Lantas, tanpa bantuan perencanan keuangan (financial planner) dapatkah Anda melakukan sendiri perencanaan keuangan (financial planning)? Apalagi terkait menyelesaikan jebakan utang dan investasi sesuai syariah. Jika Anda berminat pada perencanaan keuangan syariah, banyak sekali peranti lunak (software) perencanaan keuangan pribadi, majalah atau buku, pelatihan, dan bentuk edukasi lainnya, yang dapat membantu Anda untuk melakukan perencanaan keuangan sendiri. Namun jika Anda memutuskan untuk mencari pertolongan dari seorang perencana keuangan profesional juga tidak masalah, apalagi:

–    Anda membutuhkan keahlian yang tidak dimiliki dari beberapa area keuangan, baik mencicil utang maupun mencicil investasi. Seorang perencana keuangan dapat membantu, misalnya mengevaluasi utang Anda, tingkat risiko dalam portofolio investasi Anda atau menyesuaikan rencana pensiun berkaitan dengan keadaan keluarga yang berubah, tunggakan pembayaran utang, dll.

–    Anda ingin mendapatkan opini profesional mengenai rencana keuangan yang telah disusun untuk diri sendiri.
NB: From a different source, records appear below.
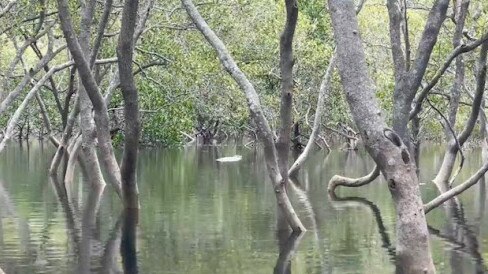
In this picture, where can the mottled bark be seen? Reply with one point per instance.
(286, 69)
(264, 131)
(461, 9)
(100, 109)
(125, 51)
(47, 120)
(383, 144)
(86, 122)
(128, 241)
(407, 83)
(442, 178)
(32, 93)
(463, 48)
(338, 180)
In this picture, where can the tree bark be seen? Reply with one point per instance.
(442, 178)
(286, 68)
(383, 144)
(125, 51)
(264, 131)
(323, 95)
(101, 115)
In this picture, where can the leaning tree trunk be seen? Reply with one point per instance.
(264, 131)
(383, 144)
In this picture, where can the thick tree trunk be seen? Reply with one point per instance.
(383, 144)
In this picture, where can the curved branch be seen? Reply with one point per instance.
(323, 94)
(338, 180)
(439, 200)
(264, 130)
(463, 48)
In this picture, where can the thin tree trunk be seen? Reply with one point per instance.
(383, 144)
(323, 95)
(442, 178)
(125, 51)
(101, 115)
(286, 68)
(264, 131)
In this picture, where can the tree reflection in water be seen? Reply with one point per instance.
(94, 256)
(460, 235)
(128, 242)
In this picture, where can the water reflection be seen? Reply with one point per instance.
(201, 216)
(92, 255)
(128, 242)
(340, 202)
(460, 235)
(287, 247)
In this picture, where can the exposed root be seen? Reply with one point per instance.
(338, 180)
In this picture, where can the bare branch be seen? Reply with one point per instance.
(338, 180)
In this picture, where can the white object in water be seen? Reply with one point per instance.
(234, 158)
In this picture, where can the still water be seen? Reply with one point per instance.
(202, 216)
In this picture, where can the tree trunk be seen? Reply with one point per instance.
(264, 131)
(383, 144)
(125, 50)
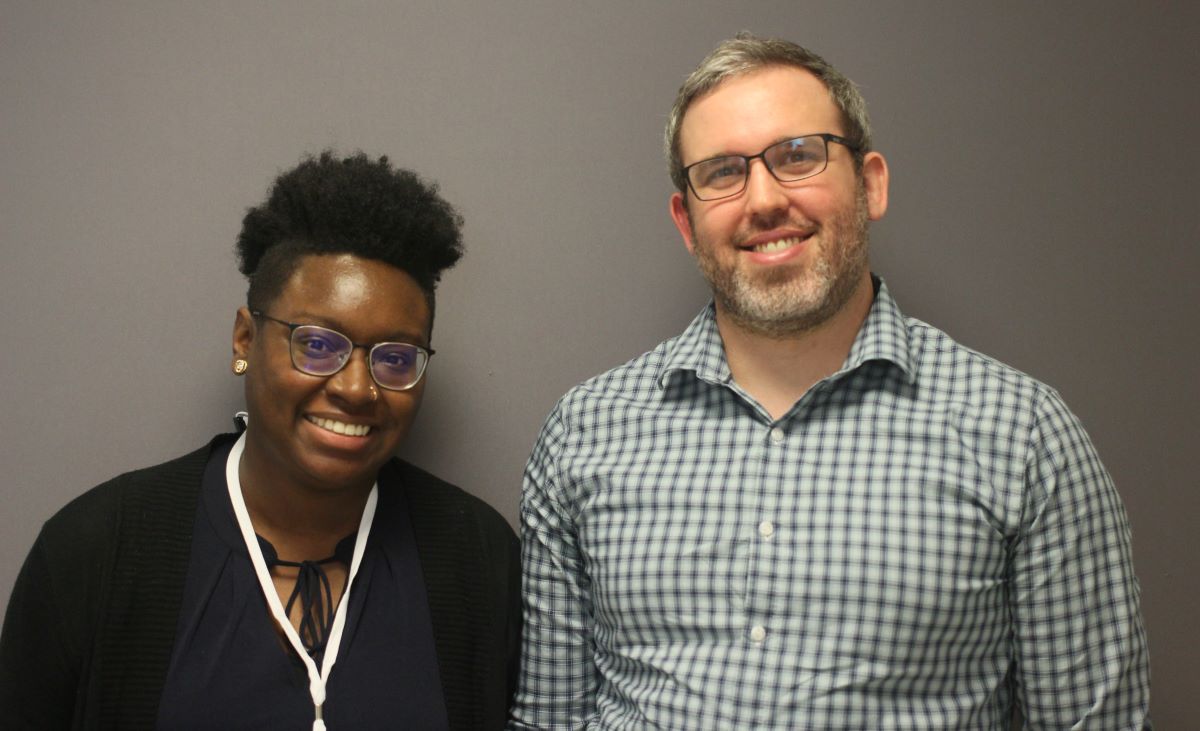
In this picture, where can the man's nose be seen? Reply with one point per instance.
(765, 195)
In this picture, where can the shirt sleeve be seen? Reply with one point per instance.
(557, 682)
(1080, 657)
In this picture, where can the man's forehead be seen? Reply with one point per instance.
(756, 108)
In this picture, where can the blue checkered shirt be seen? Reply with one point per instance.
(925, 539)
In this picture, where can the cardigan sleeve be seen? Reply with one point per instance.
(51, 621)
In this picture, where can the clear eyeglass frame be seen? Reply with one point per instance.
(334, 360)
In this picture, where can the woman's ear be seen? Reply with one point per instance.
(243, 333)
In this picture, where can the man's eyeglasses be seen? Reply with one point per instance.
(787, 161)
(317, 351)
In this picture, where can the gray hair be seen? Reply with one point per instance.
(745, 53)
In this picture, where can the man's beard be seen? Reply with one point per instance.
(790, 300)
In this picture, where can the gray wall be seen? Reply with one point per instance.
(1043, 210)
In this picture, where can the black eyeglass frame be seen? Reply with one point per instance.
(369, 347)
(826, 138)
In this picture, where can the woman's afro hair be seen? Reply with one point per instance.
(353, 205)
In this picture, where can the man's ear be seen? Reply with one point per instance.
(243, 333)
(682, 221)
(875, 181)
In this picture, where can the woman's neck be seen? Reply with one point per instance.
(301, 522)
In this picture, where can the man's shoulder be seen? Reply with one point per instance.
(942, 363)
(637, 379)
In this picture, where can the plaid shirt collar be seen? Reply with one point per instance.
(882, 337)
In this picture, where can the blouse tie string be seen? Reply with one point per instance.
(317, 678)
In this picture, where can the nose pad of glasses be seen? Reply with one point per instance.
(353, 377)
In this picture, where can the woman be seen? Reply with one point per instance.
(221, 589)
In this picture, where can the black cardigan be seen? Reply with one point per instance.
(91, 622)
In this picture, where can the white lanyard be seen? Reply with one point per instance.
(316, 679)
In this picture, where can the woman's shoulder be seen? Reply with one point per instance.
(439, 507)
(143, 493)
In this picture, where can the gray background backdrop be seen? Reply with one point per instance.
(1044, 177)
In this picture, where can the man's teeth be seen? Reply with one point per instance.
(340, 427)
(779, 245)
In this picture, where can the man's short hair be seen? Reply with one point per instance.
(745, 53)
(357, 205)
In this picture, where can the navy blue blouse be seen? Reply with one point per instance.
(232, 669)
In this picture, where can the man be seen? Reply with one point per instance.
(808, 510)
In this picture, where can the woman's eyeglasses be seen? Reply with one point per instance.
(316, 351)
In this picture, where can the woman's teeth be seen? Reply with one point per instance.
(341, 427)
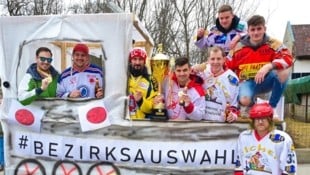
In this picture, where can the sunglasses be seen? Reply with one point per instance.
(43, 59)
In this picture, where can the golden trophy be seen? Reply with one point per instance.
(160, 68)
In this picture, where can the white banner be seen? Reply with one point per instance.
(213, 153)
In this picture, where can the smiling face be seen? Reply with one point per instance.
(225, 19)
(80, 59)
(256, 33)
(42, 60)
(182, 73)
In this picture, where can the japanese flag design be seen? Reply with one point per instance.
(93, 116)
(26, 116)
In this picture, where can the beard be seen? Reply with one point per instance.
(136, 70)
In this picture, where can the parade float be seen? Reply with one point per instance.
(88, 136)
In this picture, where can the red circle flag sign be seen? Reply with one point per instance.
(96, 115)
(24, 117)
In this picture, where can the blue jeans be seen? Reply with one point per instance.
(271, 83)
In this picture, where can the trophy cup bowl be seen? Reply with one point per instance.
(160, 67)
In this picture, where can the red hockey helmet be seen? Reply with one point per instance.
(137, 52)
(81, 47)
(261, 110)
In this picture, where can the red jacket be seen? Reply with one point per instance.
(245, 59)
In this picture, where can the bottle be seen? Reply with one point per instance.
(132, 106)
(227, 110)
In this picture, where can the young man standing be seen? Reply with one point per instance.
(141, 90)
(40, 80)
(261, 63)
(83, 79)
(263, 149)
(183, 93)
(221, 88)
(225, 34)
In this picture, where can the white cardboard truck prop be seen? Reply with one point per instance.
(61, 140)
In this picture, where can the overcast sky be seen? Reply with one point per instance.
(278, 12)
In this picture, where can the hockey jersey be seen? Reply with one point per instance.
(220, 91)
(273, 154)
(85, 81)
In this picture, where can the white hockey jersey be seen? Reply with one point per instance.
(273, 154)
(220, 91)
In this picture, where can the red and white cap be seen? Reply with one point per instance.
(137, 52)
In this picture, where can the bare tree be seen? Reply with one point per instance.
(173, 23)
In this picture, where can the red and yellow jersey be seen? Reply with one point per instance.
(246, 60)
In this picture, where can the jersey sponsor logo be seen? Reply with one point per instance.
(248, 71)
(84, 90)
(277, 138)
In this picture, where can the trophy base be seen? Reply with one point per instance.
(158, 115)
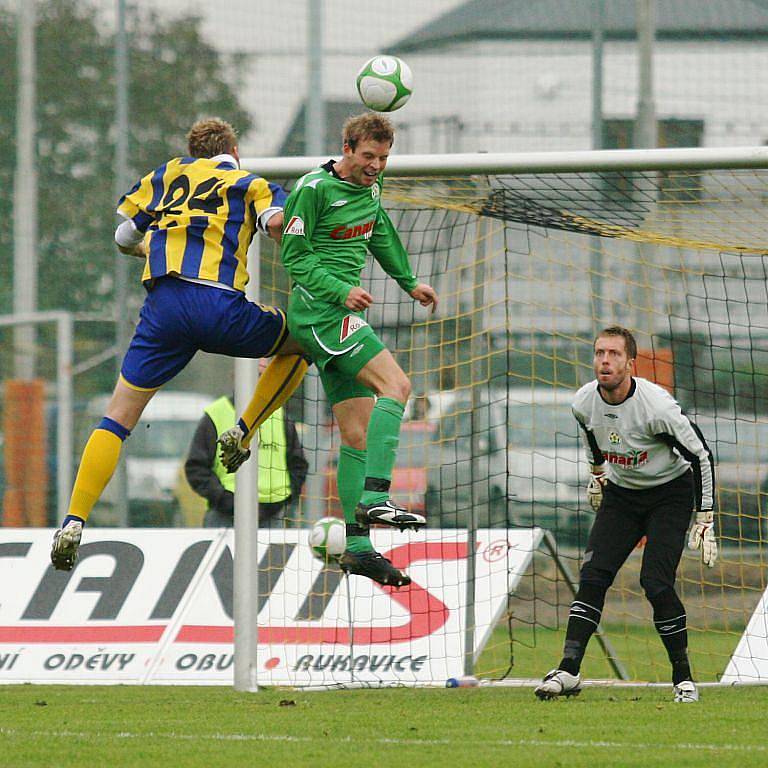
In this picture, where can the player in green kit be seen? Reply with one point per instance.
(333, 219)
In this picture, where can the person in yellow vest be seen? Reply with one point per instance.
(282, 467)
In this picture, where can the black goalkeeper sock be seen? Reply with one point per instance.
(670, 621)
(583, 620)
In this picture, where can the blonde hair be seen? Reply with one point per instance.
(368, 126)
(630, 345)
(210, 137)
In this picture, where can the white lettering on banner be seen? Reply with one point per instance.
(155, 606)
(749, 663)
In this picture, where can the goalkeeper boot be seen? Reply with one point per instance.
(388, 513)
(375, 566)
(556, 683)
(233, 454)
(66, 542)
(685, 692)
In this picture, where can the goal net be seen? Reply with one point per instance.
(531, 256)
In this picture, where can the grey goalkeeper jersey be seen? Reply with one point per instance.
(645, 440)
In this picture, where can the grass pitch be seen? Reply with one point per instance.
(188, 727)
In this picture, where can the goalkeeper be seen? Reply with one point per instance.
(333, 218)
(190, 221)
(650, 468)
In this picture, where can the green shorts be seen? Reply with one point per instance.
(340, 343)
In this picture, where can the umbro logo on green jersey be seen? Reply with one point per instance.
(295, 226)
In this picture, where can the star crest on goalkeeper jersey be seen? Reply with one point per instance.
(295, 226)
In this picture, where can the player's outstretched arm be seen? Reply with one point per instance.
(425, 295)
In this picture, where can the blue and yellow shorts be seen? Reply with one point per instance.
(179, 318)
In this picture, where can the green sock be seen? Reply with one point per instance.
(383, 439)
(350, 478)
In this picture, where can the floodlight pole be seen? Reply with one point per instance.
(25, 194)
(645, 134)
(120, 172)
(596, 243)
(314, 116)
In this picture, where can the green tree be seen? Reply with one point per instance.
(175, 76)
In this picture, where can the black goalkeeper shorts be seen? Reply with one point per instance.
(661, 514)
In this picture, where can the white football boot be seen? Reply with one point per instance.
(66, 542)
(685, 692)
(558, 682)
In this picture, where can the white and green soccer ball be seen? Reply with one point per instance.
(385, 83)
(328, 538)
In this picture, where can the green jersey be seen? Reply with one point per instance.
(330, 226)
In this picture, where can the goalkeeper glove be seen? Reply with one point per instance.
(702, 536)
(595, 486)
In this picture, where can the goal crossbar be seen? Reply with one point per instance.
(535, 162)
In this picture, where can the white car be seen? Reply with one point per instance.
(515, 456)
(156, 450)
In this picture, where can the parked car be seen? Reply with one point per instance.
(156, 450)
(409, 477)
(515, 458)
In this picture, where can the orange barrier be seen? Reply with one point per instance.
(26, 468)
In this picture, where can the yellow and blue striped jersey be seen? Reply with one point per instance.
(200, 216)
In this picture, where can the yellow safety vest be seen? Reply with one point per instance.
(274, 479)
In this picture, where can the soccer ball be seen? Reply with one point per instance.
(328, 538)
(385, 83)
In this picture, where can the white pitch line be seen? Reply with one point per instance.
(14, 732)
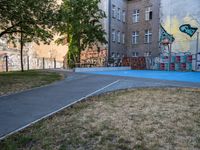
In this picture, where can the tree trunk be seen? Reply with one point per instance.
(21, 52)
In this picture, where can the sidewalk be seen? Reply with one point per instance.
(20, 110)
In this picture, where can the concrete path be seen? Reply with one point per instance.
(19, 110)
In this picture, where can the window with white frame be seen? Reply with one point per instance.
(124, 16)
(135, 37)
(148, 13)
(113, 11)
(113, 35)
(135, 54)
(119, 14)
(148, 36)
(123, 38)
(118, 37)
(136, 15)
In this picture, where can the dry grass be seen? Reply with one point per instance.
(19, 81)
(139, 119)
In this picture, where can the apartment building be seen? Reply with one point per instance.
(133, 27)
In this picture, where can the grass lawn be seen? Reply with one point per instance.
(18, 81)
(131, 119)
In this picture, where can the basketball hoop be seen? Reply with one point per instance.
(165, 42)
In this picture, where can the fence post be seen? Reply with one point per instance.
(54, 63)
(27, 62)
(43, 63)
(6, 63)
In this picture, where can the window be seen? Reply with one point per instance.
(118, 37)
(113, 35)
(135, 54)
(124, 16)
(148, 36)
(148, 13)
(136, 15)
(113, 11)
(147, 54)
(135, 37)
(123, 38)
(119, 14)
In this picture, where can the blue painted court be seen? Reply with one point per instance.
(163, 75)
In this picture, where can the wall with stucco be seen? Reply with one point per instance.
(173, 14)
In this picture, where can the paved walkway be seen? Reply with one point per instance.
(19, 110)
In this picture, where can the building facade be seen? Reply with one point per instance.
(133, 28)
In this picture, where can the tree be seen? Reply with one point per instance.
(80, 25)
(30, 20)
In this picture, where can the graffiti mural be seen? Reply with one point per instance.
(186, 28)
(94, 57)
(174, 14)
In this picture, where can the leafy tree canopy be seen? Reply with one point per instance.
(80, 23)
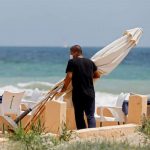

–    Anda merasa tidak memiliki waktu untuk melakukan perencanaan keuangan sendiri.

–    Anda memiliki kebutuhan yang sifatnya tiba-tiba atau peristiwa hidup yang tidak terduga seperti gagal usaha, kelahiran anggota keluarga baru, pembagian warisan, atau kondisi penyakit kritis yang berisiko pada keuangan Anda, dll.

–    Anda merasa bahwa seorang penasihat profesional mungkin dapat menolong meningkatkan cara dalam mengatur keuangan.

–    Anda membutuhkan peningkatan situasi keuangan, termasuk mencicil yang cerdas, tapi tidak tahu harus mulai dari mana, dll.

Lalu siapakah yang Anda temui? Seorang perencana keuangan adalah seseorang yang akan menggunakan proses perencanaan keuangan untuk menolong Anda mendapatkan cara bagaimana mencapai tujuan-tujuan keuangan yang ditetapkan. Perencana keuangan dapat melihat situasi keuangan Anda dan membuat rekomendasi perencanaan keuangan yang cocok. Perencana keuangan dapat melihat seluruh kebutuhan Anda termasuk membuat anggaran, menabung, perencanaan pajak, investasi, asuransi, ataupun pensiun.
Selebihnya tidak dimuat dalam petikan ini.